Uno de estos jóvenes, al convivir en los recintos universitarios se dice a sí mismo: “Ha llegado la anhelada hora de mi libertad, he de hacer todo cuanto me dé la gana. Voy a vivir una vida liberal y lejos de la supervisión asfixiante de mis padres. Punto, ha llegado mi oportunidad.”

Mientras que el otro estudiante dice para sí: “En las vivencias de esta universidad no estaré más bajo la supervisión de mis padres; pero mi libertad comienza a ser una realidad, mas no usaré esta para vanagloria y hacer cuanto me plazca. Haré de mis estudios y de mi carrera universitaria algo de lo cual puedan gloriarse mis padres. Esto lo haré, por todo el amor, la entrega, la amistad y el compañerismo que ellos me brindaron durante muchos años de mi vida”.

 

Esta sencilla analogía terrenal muestra el misterio de una gracia celestial. Es el poder transformador que me hace obedecer y desear cumplir la ley, sólo para glorificar al Padre que me rescata, me libera, me hace hijo y me invita a morar en su casa. (Romanos 8:17). 

Estar en comunión con el Padre es sentir su adopción plena. En la medida que más disfrute su gracia más podré saborear la obra consumada y más bella que el Calvario conlleva. La cruz, símbolo eterno de la cristiandad entera es la entrega total al sufrimiento y la humillación de nosotros, también como cristianos, para lograr la gloria más eterna.

De mi propio corazón, arribo a la conclusión que: Yo tampoco sé, qué hacer con la libertad con que Cristo me ha hecho libre. Mas he de ir reflexionando en la paz que la obra de su cruz me entrega. Dejaré que Dios siga trabajando en mi vida para manejar mi propia libertad cristiana a Su manera.

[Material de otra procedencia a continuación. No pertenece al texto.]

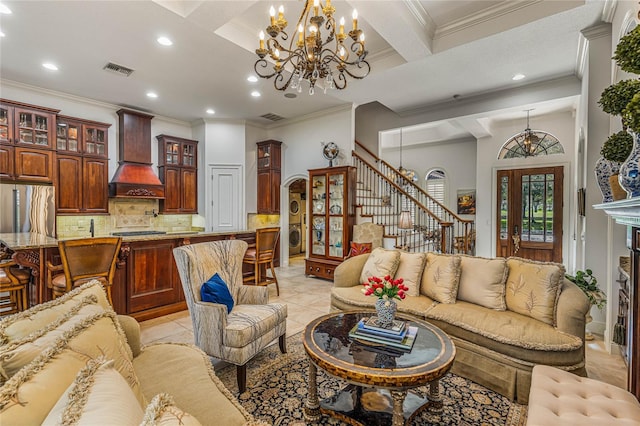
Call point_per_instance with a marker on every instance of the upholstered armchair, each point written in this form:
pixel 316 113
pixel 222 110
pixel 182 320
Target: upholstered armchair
pixel 252 324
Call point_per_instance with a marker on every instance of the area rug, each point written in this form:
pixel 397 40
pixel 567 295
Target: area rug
pixel 277 391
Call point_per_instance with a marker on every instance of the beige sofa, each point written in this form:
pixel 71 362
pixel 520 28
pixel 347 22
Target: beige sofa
pixel 62 362
pixel 504 315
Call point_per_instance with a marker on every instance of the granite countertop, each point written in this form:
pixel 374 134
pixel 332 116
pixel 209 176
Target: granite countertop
pixel 27 240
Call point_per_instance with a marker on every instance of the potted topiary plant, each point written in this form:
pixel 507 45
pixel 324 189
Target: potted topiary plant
pixel 616 149
pixel 589 285
pixel 626 54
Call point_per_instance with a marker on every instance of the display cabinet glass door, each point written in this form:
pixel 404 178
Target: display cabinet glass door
pixel 319 243
pixel 94 141
pixel 67 137
pixel 33 128
pixel 5 125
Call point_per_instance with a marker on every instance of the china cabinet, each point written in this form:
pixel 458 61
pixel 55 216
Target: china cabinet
pixel 178 170
pixel 26 142
pixel 331 215
pixel 269 163
pixel 82 166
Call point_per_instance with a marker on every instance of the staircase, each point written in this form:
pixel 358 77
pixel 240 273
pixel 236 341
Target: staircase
pixel 383 193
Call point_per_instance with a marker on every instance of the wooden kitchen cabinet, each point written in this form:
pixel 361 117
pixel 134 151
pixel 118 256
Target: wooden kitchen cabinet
pixel 83 167
pixel 269 165
pixel 26 142
pixel 33 165
pixel 332 216
pixel 178 170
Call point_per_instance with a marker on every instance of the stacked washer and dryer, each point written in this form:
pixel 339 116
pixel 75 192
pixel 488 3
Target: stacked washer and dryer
pixel 297 231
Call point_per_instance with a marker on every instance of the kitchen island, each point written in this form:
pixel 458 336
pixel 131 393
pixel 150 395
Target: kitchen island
pixel 146 284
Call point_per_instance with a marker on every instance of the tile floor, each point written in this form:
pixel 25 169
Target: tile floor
pixel 307 298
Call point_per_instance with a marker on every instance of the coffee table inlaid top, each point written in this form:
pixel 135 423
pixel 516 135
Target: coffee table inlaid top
pixel 328 345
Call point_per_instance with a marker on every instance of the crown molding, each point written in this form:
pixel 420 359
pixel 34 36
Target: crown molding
pixel 88 101
pixel 597 31
pixel 486 15
pixel 581 57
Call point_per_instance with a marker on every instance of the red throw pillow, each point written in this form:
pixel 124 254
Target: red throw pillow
pixel 359 248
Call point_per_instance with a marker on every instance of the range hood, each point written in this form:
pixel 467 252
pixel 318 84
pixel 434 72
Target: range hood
pixel 135 177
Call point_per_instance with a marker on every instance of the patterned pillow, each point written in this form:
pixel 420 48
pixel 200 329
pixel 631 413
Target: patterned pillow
pixel 441 277
pixel 39 384
pixel 90 398
pixel 380 263
pixel 482 281
pixel 359 248
pixel 410 270
pixel 24 323
pixel 533 288
pixel 162 411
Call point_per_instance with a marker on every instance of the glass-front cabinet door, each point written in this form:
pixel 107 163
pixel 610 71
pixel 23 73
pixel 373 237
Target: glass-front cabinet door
pixel 95 141
pixel 33 127
pixel 6 132
pixel 67 134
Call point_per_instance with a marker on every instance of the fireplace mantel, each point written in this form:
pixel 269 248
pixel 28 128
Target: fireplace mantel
pixel 625 212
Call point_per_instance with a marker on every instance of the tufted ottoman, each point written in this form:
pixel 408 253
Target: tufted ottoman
pixel 561 398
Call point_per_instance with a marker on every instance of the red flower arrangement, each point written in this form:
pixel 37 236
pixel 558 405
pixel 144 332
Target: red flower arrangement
pixel 385 288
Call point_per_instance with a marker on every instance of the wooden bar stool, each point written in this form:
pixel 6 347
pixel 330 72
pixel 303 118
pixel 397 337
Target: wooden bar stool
pixel 261 256
pixel 84 260
pixel 14 283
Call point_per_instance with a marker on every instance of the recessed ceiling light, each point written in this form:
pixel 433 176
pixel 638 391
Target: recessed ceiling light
pixel 165 41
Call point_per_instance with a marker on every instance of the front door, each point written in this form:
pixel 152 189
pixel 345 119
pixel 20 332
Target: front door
pixel 529 213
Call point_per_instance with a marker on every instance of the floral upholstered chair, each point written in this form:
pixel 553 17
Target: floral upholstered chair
pixel 366 237
pixel 252 323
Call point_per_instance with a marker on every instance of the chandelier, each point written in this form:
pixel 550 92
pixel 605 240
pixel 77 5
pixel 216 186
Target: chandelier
pixel 318 53
pixel 530 143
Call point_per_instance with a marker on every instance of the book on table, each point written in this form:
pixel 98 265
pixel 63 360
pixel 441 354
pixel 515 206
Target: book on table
pixel 371 323
pixel 406 344
pixel 381 332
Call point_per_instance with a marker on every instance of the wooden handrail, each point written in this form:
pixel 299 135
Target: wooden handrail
pixel 426 194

¡Que sea Su Obra, mi descanso! ¡Que sea su perdón en la cruz un río de Agua Viva que fluya en mi alma siempre! y que de alguna manera un haz de luz divina mi alma pueda reflejar a otros.

Pregunta reflexiva

¿Habré hecho un alto en mi vida para encontrar el descanso que el Calvario conlleva

o sigo batallando para ser amado por Dios a mi manera?